The sustainable apparel discourse remains a largely Western affair, a monologue filled with directives about how Asian production should take place. What if Asia is ripe for a home-grown sustainability movement of its own?

Western consumers’ demand for sustainability continues to skyrocket, fuelled by Western NGOs bringing home the harsh realities of distant Asian production lines. As such, Asian manufacturers and suppliers cannot help but take sustainability seriously if they want to do business with Western companies.

But what is the interest in sustainability of Asian populations? Virtually non-existent – at least according to sustainability expert Jason Tan, and he’s making it his personal mission to turn this around.

Jason Tan, based in Taiwan, has enjoyed a broad career in the outdoor and sportswear industries across Asia and Europe. From his standpoint, the time is ripe to create a homegrown sustainability movement in Asia:

“Asia is the region that produces most textile products. Why must we always be guided by Western buyers? Why can’t we take a leading position to address sustainability challenges?”

But for Jason Tan, importing the Western sustainability ethos is not enough:

“Western ideas surrounding sustainability are wonderful, but their approach might need to be adjusted. When the culture is different so too are the perspectives and viable solutions.”

The 100-year-old man

Jason Tan points out the example of “fashion revolution,” a term Western media and marketeers can’t seem to get enough of. For the majority of Asia, however, “revolution” is seen as a byword. Jason explains:

“I admire what the “fashion revolution” stands for, but this term is too strong for Asian culture, where we have many negative examples of revolutions still fresh in our memories.”

Thus, regardless of the good intentions, Jason Tan argues that radical change may be met with skepticism by many Asians – and certainly the majority of Asian suppliers.

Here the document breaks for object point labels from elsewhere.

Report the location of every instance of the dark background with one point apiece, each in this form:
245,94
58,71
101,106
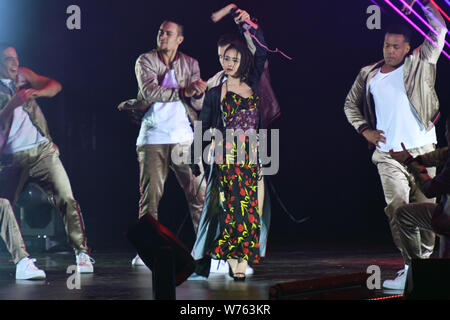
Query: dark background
325,168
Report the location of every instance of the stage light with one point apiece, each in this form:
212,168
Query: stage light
442,11
415,26
423,20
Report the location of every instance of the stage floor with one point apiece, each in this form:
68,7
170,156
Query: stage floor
116,279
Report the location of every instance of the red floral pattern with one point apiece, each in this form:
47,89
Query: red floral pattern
239,185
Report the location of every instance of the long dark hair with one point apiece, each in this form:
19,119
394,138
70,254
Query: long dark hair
246,64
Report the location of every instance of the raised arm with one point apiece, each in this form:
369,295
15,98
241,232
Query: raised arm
149,88
40,86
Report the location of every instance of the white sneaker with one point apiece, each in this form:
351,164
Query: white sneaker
221,266
26,270
196,277
399,282
137,262
84,263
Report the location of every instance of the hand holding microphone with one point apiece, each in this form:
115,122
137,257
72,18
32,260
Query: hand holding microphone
240,16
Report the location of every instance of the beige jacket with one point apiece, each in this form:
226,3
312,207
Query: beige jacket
31,107
419,79
150,71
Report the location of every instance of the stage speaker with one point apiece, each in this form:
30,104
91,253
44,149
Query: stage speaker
34,212
428,279
168,259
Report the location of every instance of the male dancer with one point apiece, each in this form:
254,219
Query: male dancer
27,153
393,101
169,87
10,233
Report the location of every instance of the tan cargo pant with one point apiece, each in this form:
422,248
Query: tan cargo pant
10,232
412,218
154,163
399,189
41,165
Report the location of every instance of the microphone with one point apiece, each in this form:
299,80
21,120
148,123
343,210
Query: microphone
231,9
248,24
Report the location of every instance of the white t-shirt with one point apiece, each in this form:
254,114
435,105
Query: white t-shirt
165,122
23,134
395,114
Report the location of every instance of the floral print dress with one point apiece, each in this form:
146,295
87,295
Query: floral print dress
238,182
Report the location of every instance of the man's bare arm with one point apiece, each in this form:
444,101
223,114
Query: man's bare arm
41,86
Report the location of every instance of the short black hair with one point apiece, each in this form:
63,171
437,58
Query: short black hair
177,22
400,28
246,63
230,38
4,46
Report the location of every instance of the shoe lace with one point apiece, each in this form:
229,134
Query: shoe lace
30,264
401,273
84,258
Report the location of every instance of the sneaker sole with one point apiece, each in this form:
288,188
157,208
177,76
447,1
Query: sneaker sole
85,270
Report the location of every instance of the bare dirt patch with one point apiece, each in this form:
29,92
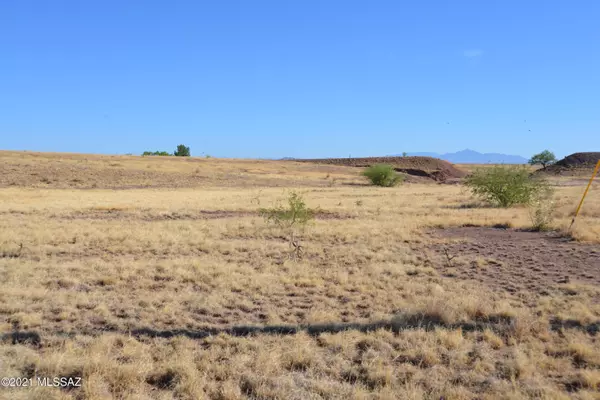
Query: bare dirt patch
515,261
427,167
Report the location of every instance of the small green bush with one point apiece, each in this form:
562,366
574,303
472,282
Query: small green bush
182,151
382,175
297,213
506,186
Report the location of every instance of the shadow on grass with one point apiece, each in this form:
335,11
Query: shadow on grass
469,206
498,323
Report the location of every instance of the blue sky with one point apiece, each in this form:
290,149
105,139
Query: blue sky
300,78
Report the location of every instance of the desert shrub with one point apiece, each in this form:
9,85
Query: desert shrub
506,186
296,213
541,209
182,151
382,175
544,158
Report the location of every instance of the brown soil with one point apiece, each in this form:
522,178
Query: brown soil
427,167
575,164
516,261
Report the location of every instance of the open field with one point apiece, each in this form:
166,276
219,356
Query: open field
156,278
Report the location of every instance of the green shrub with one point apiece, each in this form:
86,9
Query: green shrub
297,214
506,186
544,158
182,151
382,175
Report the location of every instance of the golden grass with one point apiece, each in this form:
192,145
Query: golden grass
152,292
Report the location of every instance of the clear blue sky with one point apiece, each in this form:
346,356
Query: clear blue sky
300,78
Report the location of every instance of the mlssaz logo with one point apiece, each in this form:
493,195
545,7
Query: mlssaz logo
63,382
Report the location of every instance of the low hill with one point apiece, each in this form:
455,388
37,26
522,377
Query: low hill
468,156
574,164
429,167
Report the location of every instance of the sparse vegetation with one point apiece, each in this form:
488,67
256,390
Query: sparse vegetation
505,186
544,158
382,175
182,151
146,290
541,209
156,153
297,214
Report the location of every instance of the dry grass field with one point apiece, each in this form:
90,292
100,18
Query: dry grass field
156,278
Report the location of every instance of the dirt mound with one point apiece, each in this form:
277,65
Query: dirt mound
574,164
428,167
516,261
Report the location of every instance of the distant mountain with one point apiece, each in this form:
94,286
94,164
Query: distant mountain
473,157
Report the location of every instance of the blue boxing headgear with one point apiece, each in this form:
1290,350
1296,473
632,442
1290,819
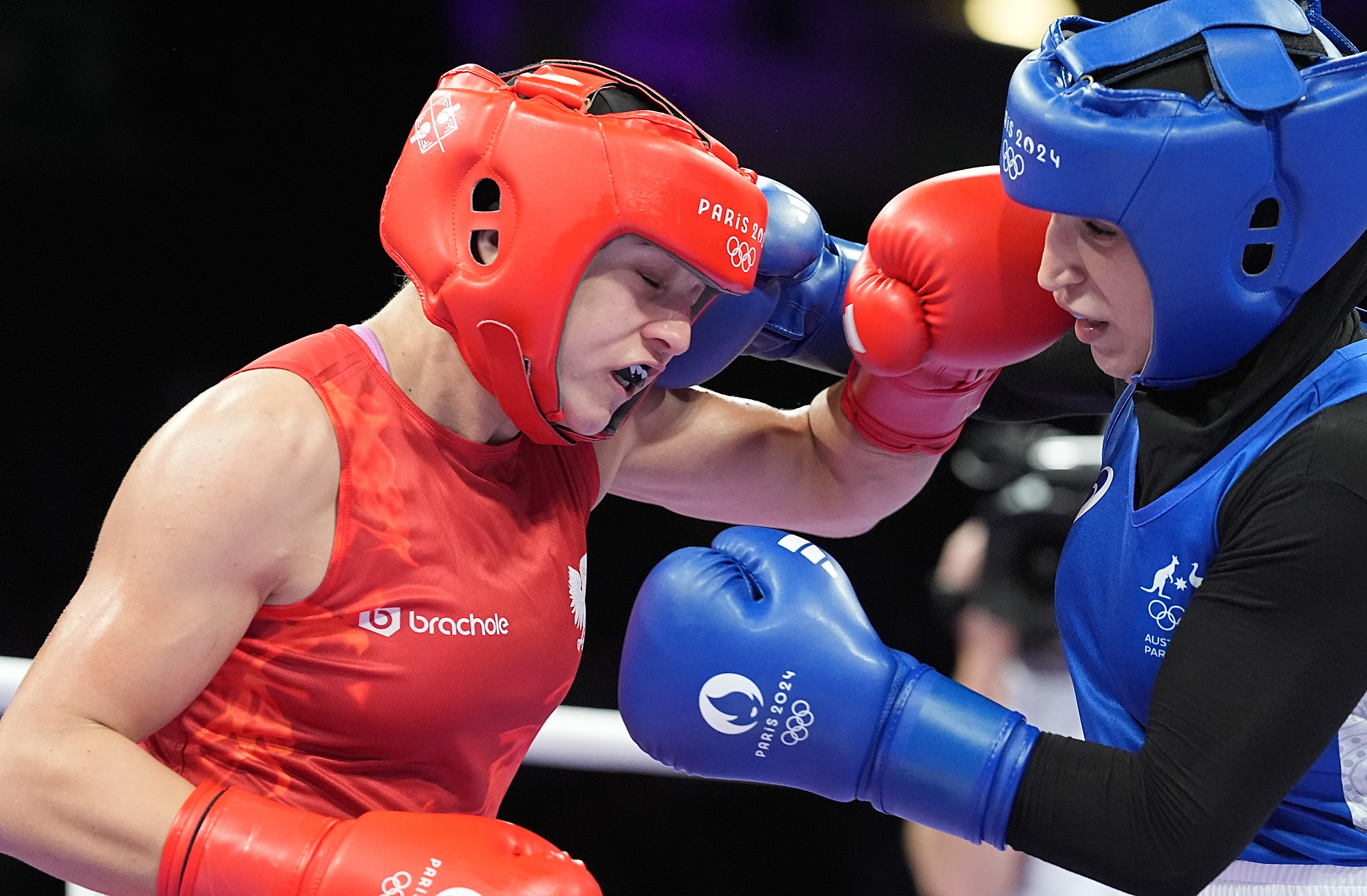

“The Asian supply chain is like a 100 year-old man, with a bunch of young upstart grandchildren demanding he change his ways. Buy a US 100 million machine, and risk the buyer disappears or the technology moves on? This old man prefers incrementalism over revolution, and otherwise needs strong guarantees.”

In short, there appears to be a culture gap from East to West when it comes to their approaches to sustainability.

Bringing sustainability home

Well, gaps require bridges, and bridges are best built from both ends. That’s why together with thirty other industry experts, Jason Tan founded the Taiwan Asia Sustainable Wear Center (TASWC) in the summer of 2019, with the mission to establish a home-grown Asian sustainability movement. As he explains:

“I’ve met several great brands and designers who have sustainability at the heart of their products and services. But they have to do everything themselves. Sustainability has to be an ecosystem, so what we hope to do is build that ecosystem.”

To do so, TASWC aims to establish an online Sustainable Fashion Brand/Product platform that connects brands with consumers, an educational program that targets young students, designers and brands, and textile companies and to create a regular Future Fashion Hub fair.

“Shaping the culture involves every citizen, it is a way of living, not something additional. Fashion here is the carrier: Through cloth, we instill both industry and general public with an awareness of sustainability.”

It’s still too early to say if Jason Tan’s timing is right and if TASWC will be well received. But it’s clear that there’s a good case to be made for a native sustainability movement in Asia: Unlike Western consumers, who demand sustainable production in far-off lands, this is their own backyard.